Republicans called for a temporary moratorium on state bond projects on Tuesday after the Bond Commission approved another round of projects worth tens of millions of dollars.
Sen. Scott Frantz, R-Greenwich, who sits on the committee and voted to approve funds for projects ranging from local road improvements to economic incentives, said approving such items sends a bad message to taxpayers.
“I think general people, general voters, think that’s ridiculous and at the same time they’re making all of these cuts to social service programs and I know at least a dozen people who have kids or relatives and are being shut out of the system, getting no assistance from the state because of the cutbacks,” he said.
The bond commission handles financing for all school construction projects, state transportation projects, and many other local capital projects.
Gov.
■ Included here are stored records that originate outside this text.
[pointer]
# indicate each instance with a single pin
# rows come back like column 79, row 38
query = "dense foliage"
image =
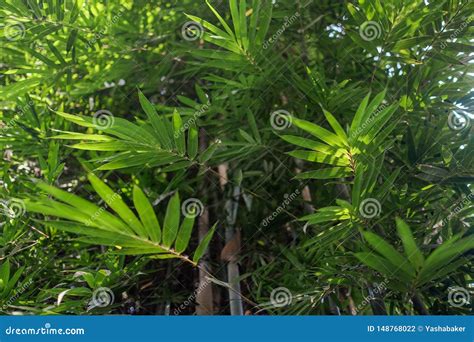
column 236, row 157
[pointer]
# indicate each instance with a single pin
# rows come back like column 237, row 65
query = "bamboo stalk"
column 204, row 295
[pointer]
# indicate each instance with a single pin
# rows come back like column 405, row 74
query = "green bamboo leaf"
column 147, row 214
column 335, row 126
column 115, row 202
column 389, row 253
column 171, row 222
column 409, row 244
column 193, row 141
column 184, row 235
column 357, row 120
column 179, row 133
column 319, row 132
column 201, row 249
column 332, row 172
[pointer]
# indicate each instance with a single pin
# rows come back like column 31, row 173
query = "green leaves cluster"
column 414, row 270
column 365, row 140
column 157, row 143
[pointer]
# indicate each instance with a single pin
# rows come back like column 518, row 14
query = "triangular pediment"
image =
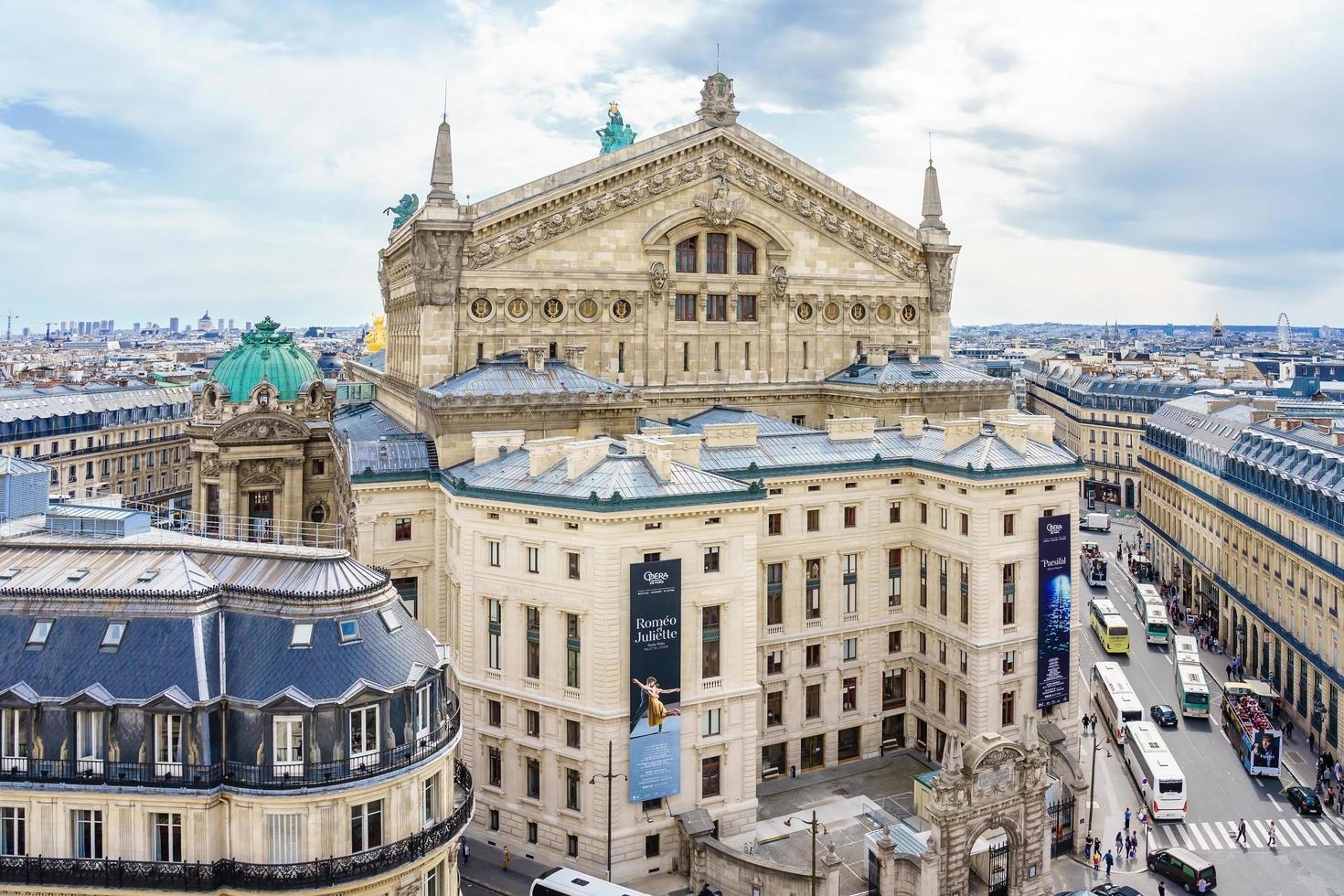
column 723, row 164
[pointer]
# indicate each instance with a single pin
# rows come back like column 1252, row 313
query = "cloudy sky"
column 1144, row 162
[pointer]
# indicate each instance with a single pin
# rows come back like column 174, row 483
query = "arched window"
column 686, row 257
column 746, row 257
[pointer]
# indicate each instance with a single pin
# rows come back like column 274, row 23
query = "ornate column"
column 292, row 497
column 230, row 516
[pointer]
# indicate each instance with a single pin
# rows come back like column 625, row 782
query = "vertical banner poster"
column 655, row 680
column 1054, row 609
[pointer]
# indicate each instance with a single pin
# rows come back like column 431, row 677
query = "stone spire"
column 933, row 202
column 441, row 175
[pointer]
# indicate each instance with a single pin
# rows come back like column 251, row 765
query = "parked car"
column 1183, row 867
column 1304, row 799
column 1163, row 715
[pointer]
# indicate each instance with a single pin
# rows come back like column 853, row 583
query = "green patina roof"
column 265, row 354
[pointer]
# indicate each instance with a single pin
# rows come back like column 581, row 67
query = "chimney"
column 851, row 429
column 686, row 448
column 486, row 445
column 957, row 432
column 545, row 453
column 1014, row 434
column 730, row 434
column 581, row 457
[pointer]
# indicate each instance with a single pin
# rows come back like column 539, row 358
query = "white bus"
column 1157, row 627
column 1186, row 649
column 1147, row 594
column 566, row 881
column 1149, row 761
column 1115, row 699
column 1191, row 689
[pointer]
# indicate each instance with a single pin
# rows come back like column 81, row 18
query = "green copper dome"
column 265, row 354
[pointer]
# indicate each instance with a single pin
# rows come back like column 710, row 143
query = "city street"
column 1308, row 859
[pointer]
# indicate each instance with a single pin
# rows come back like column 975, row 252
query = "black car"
column 1304, row 799
column 1115, row 890
column 1163, row 715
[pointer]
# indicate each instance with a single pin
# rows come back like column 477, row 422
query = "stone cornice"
column 552, row 215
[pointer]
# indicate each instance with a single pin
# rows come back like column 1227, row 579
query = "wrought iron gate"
column 998, row 868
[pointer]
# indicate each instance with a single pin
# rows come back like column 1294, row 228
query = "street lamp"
column 1097, row 744
column 609, row 778
column 814, row 825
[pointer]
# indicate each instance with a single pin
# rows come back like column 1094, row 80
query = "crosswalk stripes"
column 1207, row 836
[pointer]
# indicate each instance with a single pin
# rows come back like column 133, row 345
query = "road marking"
column 1287, row 833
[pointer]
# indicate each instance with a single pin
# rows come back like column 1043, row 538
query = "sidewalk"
column 484, row 869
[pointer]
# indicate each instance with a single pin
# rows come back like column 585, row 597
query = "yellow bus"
column 1109, row 626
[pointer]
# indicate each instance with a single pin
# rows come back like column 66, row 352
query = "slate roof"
column 728, row 414
column 792, row 450
column 901, row 372
column 631, row 475
column 377, row 443
column 509, row 375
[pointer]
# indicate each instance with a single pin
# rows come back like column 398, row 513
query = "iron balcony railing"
column 246, row 876
column 228, row 774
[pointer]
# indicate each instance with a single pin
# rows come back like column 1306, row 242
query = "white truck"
column 1094, row 521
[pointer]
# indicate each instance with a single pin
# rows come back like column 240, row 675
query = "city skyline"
column 245, row 159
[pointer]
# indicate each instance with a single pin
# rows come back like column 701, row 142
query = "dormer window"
column 303, row 635
column 112, row 635
column 40, row 630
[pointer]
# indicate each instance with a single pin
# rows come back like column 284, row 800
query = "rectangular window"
column 495, row 637
column 711, row 559
column 88, row 833
column 532, row 645
column 534, row 776
column 746, row 258
column 283, row 837
column 1009, row 594
column 686, row 257
column 288, row 743
column 14, row 830
column 572, row 647
column 709, row 776
column 363, row 731
column 366, row 827
column 746, row 309
column 717, row 306
column 686, row 308
column 494, row 767
column 709, row 643
column 571, row 789
column 715, row 252
column 167, row 841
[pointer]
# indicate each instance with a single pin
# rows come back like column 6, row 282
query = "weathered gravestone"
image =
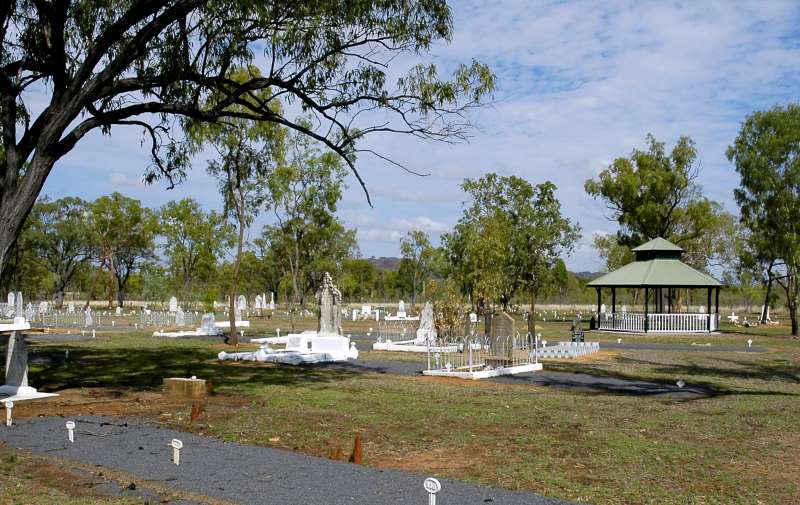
column 18, row 311
column 329, row 301
column 501, row 336
column 427, row 331
column 207, row 325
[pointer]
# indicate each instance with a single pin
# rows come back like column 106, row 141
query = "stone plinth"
column 179, row 387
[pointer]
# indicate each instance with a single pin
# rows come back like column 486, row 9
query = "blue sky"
column 579, row 83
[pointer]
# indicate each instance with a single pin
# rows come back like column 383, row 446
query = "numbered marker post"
column 177, row 445
column 432, row 486
column 9, row 408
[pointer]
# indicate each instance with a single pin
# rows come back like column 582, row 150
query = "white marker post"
column 177, row 445
column 9, row 408
column 432, row 486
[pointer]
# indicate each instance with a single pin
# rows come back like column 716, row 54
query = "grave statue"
column 329, row 301
column 502, row 335
column 427, row 331
column 207, row 325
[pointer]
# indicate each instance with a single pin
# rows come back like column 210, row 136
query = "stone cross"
column 18, row 312
column 502, row 328
column 329, row 300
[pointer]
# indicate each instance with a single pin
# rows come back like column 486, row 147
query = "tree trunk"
column 532, row 316
column 233, row 339
column 766, row 299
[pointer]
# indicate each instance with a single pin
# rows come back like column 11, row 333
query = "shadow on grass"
column 775, row 371
column 143, row 369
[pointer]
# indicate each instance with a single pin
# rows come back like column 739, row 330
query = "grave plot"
column 324, row 345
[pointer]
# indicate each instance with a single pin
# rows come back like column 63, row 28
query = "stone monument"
column 426, row 334
column 329, row 301
column 502, row 327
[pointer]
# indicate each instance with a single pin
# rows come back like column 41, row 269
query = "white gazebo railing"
column 658, row 323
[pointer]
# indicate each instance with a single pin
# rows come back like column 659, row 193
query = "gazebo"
column 659, row 271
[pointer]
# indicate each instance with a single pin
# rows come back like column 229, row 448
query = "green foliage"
column 653, row 194
column 766, row 154
column 509, row 239
column 194, row 241
column 418, row 257
column 121, row 234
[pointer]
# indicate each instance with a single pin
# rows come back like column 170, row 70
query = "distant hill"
column 587, row 276
column 384, row 264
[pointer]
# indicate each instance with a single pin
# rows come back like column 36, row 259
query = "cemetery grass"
column 738, row 445
column 26, row 480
Dannel Malloy said the investments being made now are making up for missed opportunities by previous administrations.
“We’ve made wise investments time after time after time in a state that failed to make the proper level of investment over a long period of time," he said.
Some of the projects in this round sent funds to the XL Center in Hartford for upgrades and $30 million for local roads in cities and towns across the state.
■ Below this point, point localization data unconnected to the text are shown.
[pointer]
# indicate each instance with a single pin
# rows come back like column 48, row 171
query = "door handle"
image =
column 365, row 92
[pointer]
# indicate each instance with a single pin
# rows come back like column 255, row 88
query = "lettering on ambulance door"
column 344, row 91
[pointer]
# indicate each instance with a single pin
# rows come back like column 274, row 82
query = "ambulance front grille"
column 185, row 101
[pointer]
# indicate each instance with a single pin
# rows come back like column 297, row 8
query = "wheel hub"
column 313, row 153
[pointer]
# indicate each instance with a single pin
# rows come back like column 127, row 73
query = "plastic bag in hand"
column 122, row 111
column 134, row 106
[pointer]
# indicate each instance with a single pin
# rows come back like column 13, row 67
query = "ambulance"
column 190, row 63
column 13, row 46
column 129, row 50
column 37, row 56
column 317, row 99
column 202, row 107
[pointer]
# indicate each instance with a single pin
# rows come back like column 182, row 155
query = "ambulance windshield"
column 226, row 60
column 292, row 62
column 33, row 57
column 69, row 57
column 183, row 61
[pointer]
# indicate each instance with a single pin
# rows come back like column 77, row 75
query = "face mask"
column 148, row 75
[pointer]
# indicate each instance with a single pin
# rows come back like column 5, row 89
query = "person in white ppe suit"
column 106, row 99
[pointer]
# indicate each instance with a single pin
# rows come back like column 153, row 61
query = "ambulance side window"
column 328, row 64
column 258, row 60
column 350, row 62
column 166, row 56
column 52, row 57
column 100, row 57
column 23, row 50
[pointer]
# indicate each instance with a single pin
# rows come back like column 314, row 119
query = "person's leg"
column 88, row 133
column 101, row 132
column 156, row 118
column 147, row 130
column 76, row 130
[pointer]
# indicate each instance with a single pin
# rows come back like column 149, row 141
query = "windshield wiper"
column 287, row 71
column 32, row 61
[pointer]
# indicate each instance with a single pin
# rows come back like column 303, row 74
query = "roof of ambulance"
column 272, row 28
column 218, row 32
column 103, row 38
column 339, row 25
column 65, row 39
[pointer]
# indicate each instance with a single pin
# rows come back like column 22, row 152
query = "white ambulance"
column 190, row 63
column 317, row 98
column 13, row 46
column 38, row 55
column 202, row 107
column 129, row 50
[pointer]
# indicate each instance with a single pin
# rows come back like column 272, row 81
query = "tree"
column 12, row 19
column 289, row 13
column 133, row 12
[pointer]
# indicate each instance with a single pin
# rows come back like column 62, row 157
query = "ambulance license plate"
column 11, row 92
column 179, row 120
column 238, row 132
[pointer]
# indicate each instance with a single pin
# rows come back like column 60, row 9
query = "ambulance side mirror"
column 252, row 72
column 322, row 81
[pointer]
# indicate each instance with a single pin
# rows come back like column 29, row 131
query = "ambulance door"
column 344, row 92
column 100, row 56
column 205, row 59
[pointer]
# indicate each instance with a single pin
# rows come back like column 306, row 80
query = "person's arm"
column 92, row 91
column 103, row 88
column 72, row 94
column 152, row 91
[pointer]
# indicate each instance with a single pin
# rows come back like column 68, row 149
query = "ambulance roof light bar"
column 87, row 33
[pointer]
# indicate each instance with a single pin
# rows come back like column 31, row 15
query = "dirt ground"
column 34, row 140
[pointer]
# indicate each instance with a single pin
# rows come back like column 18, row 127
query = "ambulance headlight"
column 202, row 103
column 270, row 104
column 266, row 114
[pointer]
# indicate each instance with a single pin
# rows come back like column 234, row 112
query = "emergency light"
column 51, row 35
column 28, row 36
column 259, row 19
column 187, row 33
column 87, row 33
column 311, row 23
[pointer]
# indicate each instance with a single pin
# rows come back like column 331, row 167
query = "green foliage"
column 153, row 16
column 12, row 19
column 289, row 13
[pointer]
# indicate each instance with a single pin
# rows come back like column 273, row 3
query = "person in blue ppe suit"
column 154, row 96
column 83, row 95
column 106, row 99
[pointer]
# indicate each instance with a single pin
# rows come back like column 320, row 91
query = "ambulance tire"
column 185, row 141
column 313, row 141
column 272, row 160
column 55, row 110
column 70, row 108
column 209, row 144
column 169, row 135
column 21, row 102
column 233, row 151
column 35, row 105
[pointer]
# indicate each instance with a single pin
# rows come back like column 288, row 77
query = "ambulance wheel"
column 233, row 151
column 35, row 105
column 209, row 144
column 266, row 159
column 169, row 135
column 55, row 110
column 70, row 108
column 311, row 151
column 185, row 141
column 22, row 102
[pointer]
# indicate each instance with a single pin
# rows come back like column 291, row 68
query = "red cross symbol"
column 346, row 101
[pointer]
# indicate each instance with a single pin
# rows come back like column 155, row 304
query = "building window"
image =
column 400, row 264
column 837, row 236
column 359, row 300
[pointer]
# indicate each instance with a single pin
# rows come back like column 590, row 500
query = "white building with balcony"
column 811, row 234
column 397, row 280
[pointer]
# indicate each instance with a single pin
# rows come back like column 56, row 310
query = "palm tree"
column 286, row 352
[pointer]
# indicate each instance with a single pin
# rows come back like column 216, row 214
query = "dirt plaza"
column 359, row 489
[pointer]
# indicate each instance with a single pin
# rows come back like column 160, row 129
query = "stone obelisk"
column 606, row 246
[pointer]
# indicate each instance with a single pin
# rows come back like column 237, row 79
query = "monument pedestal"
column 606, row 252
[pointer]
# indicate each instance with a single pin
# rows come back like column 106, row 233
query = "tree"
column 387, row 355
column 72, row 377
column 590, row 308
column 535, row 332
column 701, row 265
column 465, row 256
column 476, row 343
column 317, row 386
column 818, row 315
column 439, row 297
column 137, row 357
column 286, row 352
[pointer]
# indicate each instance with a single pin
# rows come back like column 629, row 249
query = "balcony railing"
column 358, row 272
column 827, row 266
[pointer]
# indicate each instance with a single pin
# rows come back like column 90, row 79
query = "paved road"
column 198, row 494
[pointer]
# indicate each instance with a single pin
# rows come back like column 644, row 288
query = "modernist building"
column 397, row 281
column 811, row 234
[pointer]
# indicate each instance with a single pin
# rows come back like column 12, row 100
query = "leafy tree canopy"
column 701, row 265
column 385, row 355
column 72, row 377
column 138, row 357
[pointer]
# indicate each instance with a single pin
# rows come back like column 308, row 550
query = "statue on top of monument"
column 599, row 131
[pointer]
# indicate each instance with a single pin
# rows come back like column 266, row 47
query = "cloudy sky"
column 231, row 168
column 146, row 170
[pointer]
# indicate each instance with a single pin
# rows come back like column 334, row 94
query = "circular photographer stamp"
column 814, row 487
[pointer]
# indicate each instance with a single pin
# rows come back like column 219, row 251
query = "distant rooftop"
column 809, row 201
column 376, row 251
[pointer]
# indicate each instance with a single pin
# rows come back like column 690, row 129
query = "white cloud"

Don Shubert, of the Connecticut Construction Industry Association, released a statement in response to Sen. Frantz's comments on Tuesday. He said he would have worries that economic and infrastructure growth would come to a halt if the state stopped borrowing for investments.
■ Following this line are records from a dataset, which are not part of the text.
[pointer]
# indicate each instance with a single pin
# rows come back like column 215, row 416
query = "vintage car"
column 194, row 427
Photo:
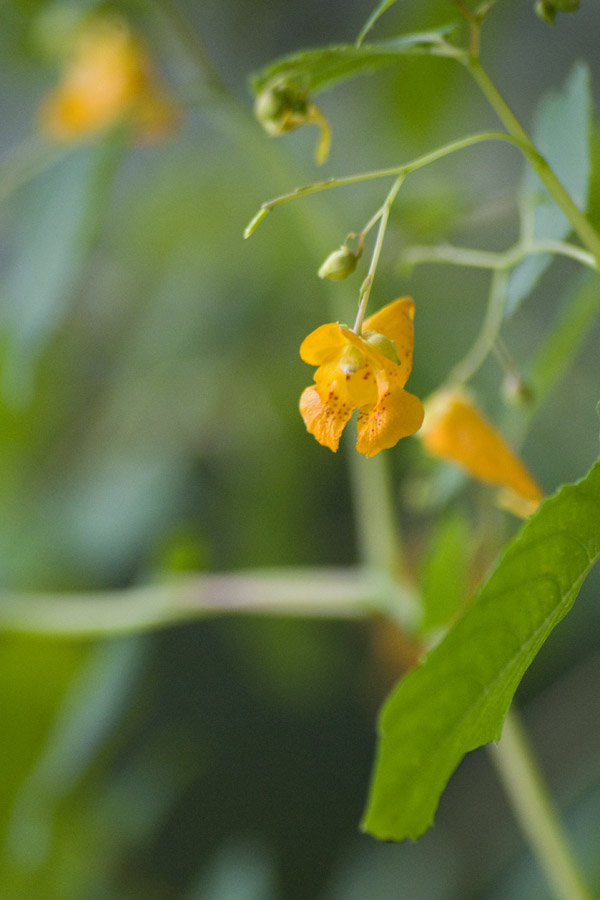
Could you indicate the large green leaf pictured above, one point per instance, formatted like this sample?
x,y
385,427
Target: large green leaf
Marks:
x,y
375,15
315,70
561,132
457,698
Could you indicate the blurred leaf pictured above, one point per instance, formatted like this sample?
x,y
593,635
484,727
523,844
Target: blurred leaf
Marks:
x,y
562,134
57,225
580,311
444,579
315,70
375,15
457,699
96,701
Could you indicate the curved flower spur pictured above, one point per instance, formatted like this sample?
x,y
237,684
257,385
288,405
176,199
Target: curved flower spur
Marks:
x,y
365,371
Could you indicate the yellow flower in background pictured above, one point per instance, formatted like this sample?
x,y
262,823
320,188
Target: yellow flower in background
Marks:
x,y
455,430
366,372
108,79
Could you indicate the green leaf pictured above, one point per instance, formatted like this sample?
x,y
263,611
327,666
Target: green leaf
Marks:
x,y
314,70
562,133
444,586
376,14
457,698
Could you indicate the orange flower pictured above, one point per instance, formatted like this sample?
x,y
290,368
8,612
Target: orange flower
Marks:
x,y
108,79
365,372
455,430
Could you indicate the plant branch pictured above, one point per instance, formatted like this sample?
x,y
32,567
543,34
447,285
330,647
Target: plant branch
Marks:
x,y
404,170
345,593
485,259
383,215
581,225
535,812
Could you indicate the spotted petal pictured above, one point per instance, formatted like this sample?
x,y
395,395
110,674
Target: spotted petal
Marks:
x,y
323,344
397,414
324,421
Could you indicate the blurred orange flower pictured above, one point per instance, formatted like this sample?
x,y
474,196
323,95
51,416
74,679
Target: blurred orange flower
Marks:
x,y
108,79
365,372
455,430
"One of the most positive initiatives that Connecticut has going for it is embarking on a five-year ramp-up to a much needed transportation program. An interruption to the state bonding program would effectively stall those efforts," Shubert said.
Frantz said that since the state has had to cut more than a billion dollars in spending in the past year, it only makes sense that it cut back on borrowing.
“Whether it’s six months, or nine months, or two years, whatever, we do need to take a break," he said.
Malloy said as long as all lawmakers, especially Republicans, applaud money coming to their home districts for improvements, he will call them out for it.
He said of GOP members' calls for bonding restrictions, “We’re against that which we vote for. We’re for the things that are good for us but we question whether other communities should get their things.”